RGA enters mid-May with a constructive analyst setup that sits in visible contrast to a stock that has barely moved this week — and the gap between where analysts think it should trade and where it actually trades is the most interesting tension right now.
The stock closed Friday at $210.15, up just over 2% for the month but flat on the week (-0.2%). The mean analyst price target of $250.22 implies roughly 19% upside from current levels. That's a meaningful gap for a large-cap reinsurer with a $13.8 billion market cap, and it has held up through a week of active analyst engagement.
The Street's direction has been unmistakably positive this week. JP Morgan raised its target to $270 from $264 on May 7, maintaining Overweight. Barclays followed on May 8, lifting its target to $268 from $256, also keeping an Overweight rating. The only mild exception came from Piper Sandler on May 11, which nudged its target a fraction lower to $261 from $263 while staying at Overweight. The picture that emerges is a group of bellwether firms with virtually identical convictions: the business is performing, but the stock has lagged. UBS remains the lone hold at Neutral, with a $220 target — more in line with where RGA actually trades. Bulls point to improving new-money yields (6.04%), a higher operating ROE target of 13%-15%, and an 8%-10% EPS growth path. Bears flag headwinds in Asia Pacific, higher-than-expected corporate costs, and the drag from international units on near-term earnings. The most recent Q1 print on May 7 sent the stock down 1.9% over the following session and 1.6% over the following five days — a modest negative reaction, not a collapse.
Short positioning offers essentially no drama. SI as a percentage of free float is just 1.43%, and it has fallen 6.5% over the past week to roughly 941,000 shares. Days to cover is under half a day at 0.38. The borrow market is loose by any measure — availability is effectively unconstrained — and cost to borrow, though up 70% over the past week, remains at a near-negligible 0.51% annualised. That week-on-week spike in CTB looks sharp in percentage terms, but in absolute terms it is moving from one trivial level to another slightly less trivial one. There is no squeeze dynamic here, no accumulation of bearish conviction. The short score of 30.7 out of 100 reflects exactly that.
Options positioning, however, has turned more cautious than the short interest data would suggest. The put/call ratio is running at 1.01 — well above its 20-day average of 0.72 — placing it roughly 1.3 standard deviations above the mean. That shift began sharply in early May: before May 7, the PCR was consistently in the 0.49-0.64 range, reflecting a broadly neutral-to-bullish options market. After the earnings print, it jumped above 1.04 and has stayed there. Options traders appear to be adding hedges in the wake of the results, even as equity analysts are lifting targets. That divergence is worth noting — it is not a flashing red signal, but it marks a shift in the risk-appetite tone among derivatives participants.

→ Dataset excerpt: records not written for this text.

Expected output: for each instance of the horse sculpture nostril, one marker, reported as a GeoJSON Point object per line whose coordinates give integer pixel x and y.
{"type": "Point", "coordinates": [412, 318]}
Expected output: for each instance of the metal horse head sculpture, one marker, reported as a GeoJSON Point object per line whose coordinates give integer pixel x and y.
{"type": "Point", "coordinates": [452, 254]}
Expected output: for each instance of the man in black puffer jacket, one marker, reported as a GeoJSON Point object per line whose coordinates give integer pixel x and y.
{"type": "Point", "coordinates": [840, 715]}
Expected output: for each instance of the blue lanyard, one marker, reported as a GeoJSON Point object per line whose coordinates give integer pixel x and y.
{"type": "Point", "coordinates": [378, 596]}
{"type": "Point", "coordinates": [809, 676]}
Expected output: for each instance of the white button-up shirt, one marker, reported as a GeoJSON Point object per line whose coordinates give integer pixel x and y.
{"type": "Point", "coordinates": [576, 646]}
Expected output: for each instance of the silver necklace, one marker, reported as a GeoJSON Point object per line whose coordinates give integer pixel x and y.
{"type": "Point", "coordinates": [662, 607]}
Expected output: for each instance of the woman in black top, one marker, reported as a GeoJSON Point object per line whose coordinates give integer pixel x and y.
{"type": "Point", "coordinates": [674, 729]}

Institutional ownership is deep and diversified. Vanguard holds 10.6% and BlackRock 9.9%, with FMR (Fidelity) at 8.8% and Harris Associates at 6.5% — a concentrated passive-and-quality-active base that provides relative float stability. Harris added over 915,000 shares in the period ending December 2025, the largest single institutional build in the table. On the valuation side, the trailing P/E is 7.66x, down modestly over the past week as the stock ticked lower, while the P/B ratio is 0.93x. For a reinsurer running toward double-digit ROE targets, sub-1x book is not alarming, but it does reflect the market's scepticism about how quickly that ROE improvement arrives. The dividend score ranks in the 94th percentile, though the most recent dividend data on file dates to 2022 — so that metric is best treated with caution.
The key watch in the coming weeks is whether the gap between the $210 price and the analyst consensus above $250 begins to close, or whether further caution in options positioning signals that investors need more evidence from the Asia Pacific segment before re-rating the stock higher.